Cyprus’s public debt is deemed sustainable and will continue the downward path it entered in 2015, in all four sensitivity analysis scenarios, the finance ministry said.
In the basic scenario, the government debt, which fell to a revised 107.1 per cent of economic output last year after peaking at 107.5 per cent in 2015, is expected to drop to 99.7 per cent in 2018, the finance ministry said in its fiscal risks report, dated September 2017. Under the same scenario, the public debt is expected to further fall to 94.6 per cent of gross domestic product (GDP) in 2019 and to 88.8 per cent the following year.

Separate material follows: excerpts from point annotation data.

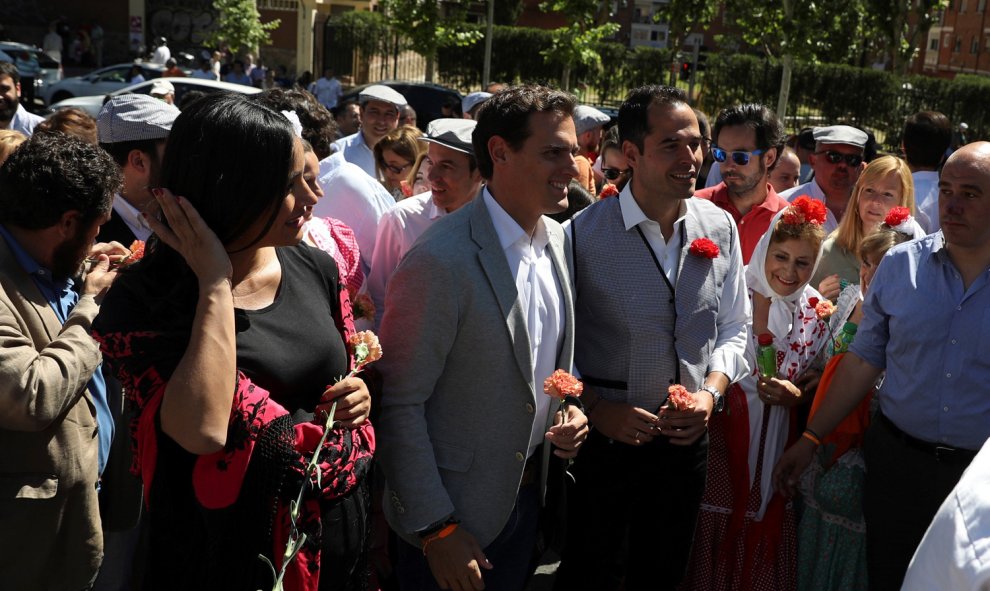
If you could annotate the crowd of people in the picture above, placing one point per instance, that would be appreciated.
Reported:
(782, 371)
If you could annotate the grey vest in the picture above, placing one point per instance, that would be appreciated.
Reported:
(630, 345)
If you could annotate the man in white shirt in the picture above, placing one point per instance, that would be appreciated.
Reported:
(327, 89)
(926, 137)
(12, 114)
(837, 162)
(478, 314)
(380, 107)
(455, 180)
(133, 128)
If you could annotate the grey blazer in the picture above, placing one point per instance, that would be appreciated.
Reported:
(458, 393)
(48, 465)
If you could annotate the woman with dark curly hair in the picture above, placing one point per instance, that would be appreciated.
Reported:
(230, 337)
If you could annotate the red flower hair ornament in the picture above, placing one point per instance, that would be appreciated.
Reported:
(705, 248)
(805, 210)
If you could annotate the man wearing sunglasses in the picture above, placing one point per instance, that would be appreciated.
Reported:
(747, 144)
(837, 162)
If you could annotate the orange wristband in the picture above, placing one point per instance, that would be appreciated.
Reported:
(439, 535)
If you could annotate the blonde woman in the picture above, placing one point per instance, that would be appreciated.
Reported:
(884, 184)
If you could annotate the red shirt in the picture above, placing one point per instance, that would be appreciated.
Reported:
(754, 224)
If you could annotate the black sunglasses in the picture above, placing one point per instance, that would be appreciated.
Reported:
(837, 157)
(613, 173)
(740, 157)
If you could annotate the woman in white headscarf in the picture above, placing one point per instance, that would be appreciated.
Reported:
(745, 538)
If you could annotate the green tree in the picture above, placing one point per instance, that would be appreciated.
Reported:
(577, 43)
(904, 24)
(427, 27)
(239, 26)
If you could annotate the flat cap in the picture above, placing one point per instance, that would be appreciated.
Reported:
(134, 117)
(587, 118)
(380, 92)
(841, 134)
(161, 87)
(452, 133)
(473, 100)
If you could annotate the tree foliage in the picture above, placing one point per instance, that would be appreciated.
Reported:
(239, 26)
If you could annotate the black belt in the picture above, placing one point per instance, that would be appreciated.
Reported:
(942, 453)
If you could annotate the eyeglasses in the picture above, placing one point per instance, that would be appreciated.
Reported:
(396, 169)
(740, 157)
(837, 157)
(613, 173)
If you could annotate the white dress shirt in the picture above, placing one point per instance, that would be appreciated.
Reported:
(955, 552)
(398, 229)
(812, 190)
(540, 299)
(357, 152)
(926, 199)
(132, 217)
(354, 198)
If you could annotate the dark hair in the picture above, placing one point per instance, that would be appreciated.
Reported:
(319, 126)
(71, 121)
(120, 150)
(53, 173)
(926, 137)
(768, 128)
(506, 115)
(230, 158)
(634, 116)
(9, 69)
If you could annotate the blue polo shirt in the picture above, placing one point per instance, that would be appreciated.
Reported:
(62, 298)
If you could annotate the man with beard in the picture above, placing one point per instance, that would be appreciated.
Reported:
(12, 114)
(748, 140)
(380, 107)
(837, 162)
(55, 423)
(665, 273)
(133, 129)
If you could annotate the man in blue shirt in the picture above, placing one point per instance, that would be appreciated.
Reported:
(55, 423)
(927, 325)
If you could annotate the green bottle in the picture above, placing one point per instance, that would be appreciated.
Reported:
(766, 355)
(845, 338)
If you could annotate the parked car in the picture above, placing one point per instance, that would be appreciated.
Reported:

The first scenario provides for an increase in the annual interest rate of public debt by 0.5 percentage points over the next three-year period, the second a slowdown of economic growth by also 0.5 per cent, the third a reduction of the primary surplus generated by 0.5 per cent of economic output and the fourth a combination of the other three scenarios with a deviation of each variable by 0.25 percentage points, the ministry said.
While all four scenarios allow for a reduction of public debt as a percentage of GDP, the fist scenario, that provides for increase in borrowing costs, leads to a gradual decline of public debt to 91.9 per cent by 2020, the largest drop among all four scenarios, the ministry said. The economic slowdown scenario, on the other hand, will allow public debt to drop to 101.3 per cent by 2020.
Under the third scenario, the reduced primary deficit will allow the government to reduce debt to 96.2 per cent in three years, the finance ministry said. Last, under the fourth scenario, which provides a mixture of deviations from base-scenario, the government will be in position to reduce its debt to 97.4 per cent.
In September, the ministry revised its economic growth forecast to 3.6 per cent from a previous 3 per cent. The economy is expected to expand next year around 3 per cent and growth is forecast to slow down to 2.7 per cent in 2019 and 2020. The government is expected to generate a fiscal surplus of 1 per cent of GDP next year compared to 0.9 per cent this year. In 2019, it is expected to post a 1 per cent increase and a further 1.1 per cent the following year.